Although the file is large having more than 100MB I do not load the entire file into memory, I read one line at a time. The complete process of reading the file, instance creation, parse, and loading all other data for the file to work (with the exception of Doctrine) never consumes more than 30 MB (consumes less than 2.5% of ram). Only when you run Doctrine does the memory consumption increase absurdly.
I know that it is possible to increase the amount of memory to be used by changing php.ini directives or using ini_set, but I would not like that solution. The object just needs to be written to the database and not be in memory.

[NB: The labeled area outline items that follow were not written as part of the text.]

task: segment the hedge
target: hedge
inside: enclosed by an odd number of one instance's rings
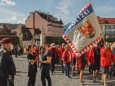
[[[65,40],[62,37],[51,37],[51,36],[46,36],[45,37],[45,42],[48,44],[55,43],[55,44],[62,44],[66,43]]]
[[[17,45],[19,44],[19,37],[18,36],[12,36],[12,35],[1,35],[0,36],[0,40],[3,39],[3,38],[11,38],[12,39],[12,44],[13,45]]]

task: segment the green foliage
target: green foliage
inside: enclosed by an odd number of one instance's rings
[[[1,35],[0,40],[3,38],[11,38],[13,41],[13,45],[19,44],[19,37],[18,36],[12,36],[12,35]]]
[[[66,43],[65,40],[62,37],[51,37],[51,36],[46,36],[45,37],[45,42],[48,44],[55,43],[55,44],[62,44]]]

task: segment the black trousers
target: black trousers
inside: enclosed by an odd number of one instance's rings
[[[36,82],[36,73],[33,76],[29,76],[28,86],[35,86]]]
[[[55,59],[53,58],[51,61],[51,73],[53,73],[55,70]]]
[[[42,81],[42,86],[46,86],[46,80],[48,81],[48,86],[52,86],[51,78],[50,78],[50,72],[47,69],[42,69],[41,70],[41,81]]]
[[[62,73],[64,73],[64,65],[63,65],[63,60],[61,60],[61,68],[62,68]]]
[[[14,86],[14,78],[13,80],[7,80],[0,76],[0,86]]]

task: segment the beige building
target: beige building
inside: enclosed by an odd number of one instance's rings
[[[25,21],[25,26],[33,29],[39,28],[46,36],[62,37],[64,33],[63,22],[61,19],[58,20],[49,13],[40,11],[30,12],[30,15]]]
[[[30,12],[25,21],[25,26],[19,24],[15,30],[20,38],[20,45],[34,44],[42,45],[46,36],[62,37],[64,27],[62,20],[43,12]]]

I tried to retrieve the elements and remove them from memory using detach:
private function clearBatch() {
$id = $this->last->getId() - 1000;
$query = $this->getDoctrine()->getEntityManager()->createQuery(sprintf('SELECT c FROM {MyObjet} c WHERE c.id >= \'%d\'', $id > 0 ? $id : 0));
$cache = $query->getResult();
foreach ($cache as $c) {
$this->getDoctrine()->getManager()->detach($c);
}
$query->free();
$this->getDoctrine()->getManager()->clear();
$this->getDoctrine()->resetManager();
gc_collect_cycles();
}
But the script always dies, I believe that the doctrine is every insert storing it in memory, but I just need to feed the database with this information. This does not need to be in memory.
Every 1000 records I enter (persist) I run clearBatch
public function onProcess($c){
$this->getDoctrine()->getManager()->persist($c);
$this->count++;
$this->last = $c;
if ($this->count % 1000 == 0) {
$this->getDoctrine()->getManager()->flush();
$this->clearBatch();
}
}
I even tried calling the Garbage Collector.
If I do not store in persistence I can read all the records. And my memory consumption is constant (it reaches that peak, right at the beginning of the script and stays to the end) 2.4% (it's a test-only VMWare, has 1GB of ram), the script dies when it reaches ~ 14%.
The onProcess function is called in the file reading loop.